One person has survived the massacre, a fourteen-year-old orphan girl, Elsalill, loving companion of Herr Arne’s daughter. She is dazed and at first will not speak; Torarin ends up taking her into his own poor home, where she soon learns to drudge along with Torarin’s mother cleaning fish on the harbourside.
Then three richly dressed Scottish mercenary soldiers, marking time with many others while waiting for the sea to thaw, overhear Elsalill telling the tale of that horrible night; they mock her weeping and her contention that she will be revenged upon the murderers who killed her beloved friend even as she pleaded for mercy. And as they walk away Elsalill thinks that somehow they look familiar, and this proves to be true.
Meanwhile, the unavenged dead are not resting peacefully these winter nights, and Herr Arne’s daughter returns to the land of the living in order to beg assistance from Elsalill in righting her great wrong. But Elsalill has fallen in love with the very man who murdered her friend…
What a great little ghost story this novella was, evocative of a bardish tale told round a flickering fire in a land of sunless winter. Swedish writer (and articulate lesbian feminist) Selma Lagerlöf was an accomplished teller of tales, winning the Nobel Prize for Literature in 1909 “in appreciation of the lofty idealism, vivid imagination and spiritual perception that characterize her writings”, and The Treasure is a fine small example of her much greater body of work.
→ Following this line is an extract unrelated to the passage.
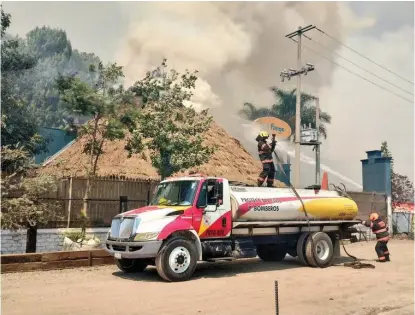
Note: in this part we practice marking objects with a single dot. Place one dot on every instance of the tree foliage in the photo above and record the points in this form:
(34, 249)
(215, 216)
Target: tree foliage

Available for free online at Project Gutenberg, but perhaps best read out loud on a dark winter night with lights down low to a rapt audience of listeners.
Skål!
Oh, creepy! Must read this one, though it sounds so dark.
It’s a short, quick read. A novella, I think. Reminds me very much of Isak Dinesen’s similar tales – not the African memoirs, but the rather dark “fairy tales”. Not much in the way of happy endings, but perfectly rounded off and polished; very satisfying.